Setting.   The purpose of this study was to compare the rate of ICD implantation among a broadly defined cohort of elderly whites and blacks who were potentially eligible for the procedure, and to analyze time trends in racial disparity in ICD utilization during the 1990s. Stanford University's Administrative Panel on Human Subjects in Medical Research approved the research protocol. The primary sources of data were Medicare Provider Analysis and Review (MEDPAR) administrative records from a random 20% sample of all elderly Medicare beneficiaries from 1990 to 2000. We identified elderly Medicare beneficiaries who were hospitalized with an admitting, primary, or secondary diagnosis of ventricular fibrillation, ventricular tachycardia, or cardiac arrest (International Classification of Diseases, Ninth Revision, Clinical Modification codes 427.4, 427.41, and 427.5) (16). These were the only diagnoses for which reimbursement for ICD implantation had been approved by the Center for Medicare and Medicaid Services during the years of the study (17).

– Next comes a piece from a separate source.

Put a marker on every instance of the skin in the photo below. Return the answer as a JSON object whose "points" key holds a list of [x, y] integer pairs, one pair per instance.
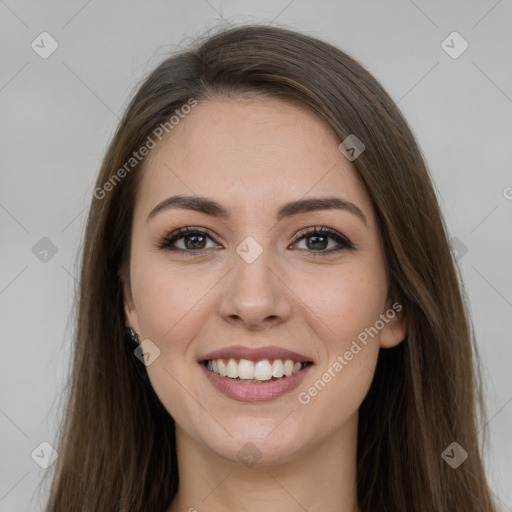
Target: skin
{"points": [[252, 156]]}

All patients were admitted to non-federal hospitals in the 50 states or the District of Columbia. We excluded patients who were enrolled in a health maintenance organization or who had a previous ICD implantation recorded in the MEDPAR database, and we limited our cohort to patients admitted between January 1, 1990, and October 2, 2000, as insufficient follow-up records were available to determine if ICD implantation had occurred within 90 days of hospitalization among those admitted after this period. All patients were black or white and between the ages of 65 and 94 years of age. After forming the initial cohort, we excluded patients who had no demographic information recorded in the Medicare enrollment database, or who had ambiguous or conflicting entries for date of death, discharge destination, or hospitalization in the MEDPAR record.

Patient characteristics.   Demographic information was abstracted from the Medicare enrollment database, in which age and gender were determined from birth record documentation used in Social Security applications, and race was self-reported. We estimated Zoning Improvement Plan (ZIP) code-specific median income and educational attainment using data from the 1990 and 2000 U.S. Census. To adjust for differences in comorbidities between patients, we used a validated method of risk-adjusting administrative data using diagnosis codes recorded in the index hospitalization record. A vector of 29 dummy variables was constructed for each patient, with values dependent on the presence or absence of diagnostic codes for each clinical category (18). This method has been demonstrated to be superior in several cases for predicting short-term mortality when compared with the Charlson comorbidity index (19), even when a "look-back" to previous medical encounters has been incorporated into the Charlson calculation (20). We also determined whether there was coding for acute myocardial infarction (410) or cardiac ischemia without infarction (411). As our previous work suggested that a diagnosis of anoxic brain injury was an independent, negative predictor for receipt of an ICD (7), we recorded the presence of this code (34.81) in the MEDPAR record as well.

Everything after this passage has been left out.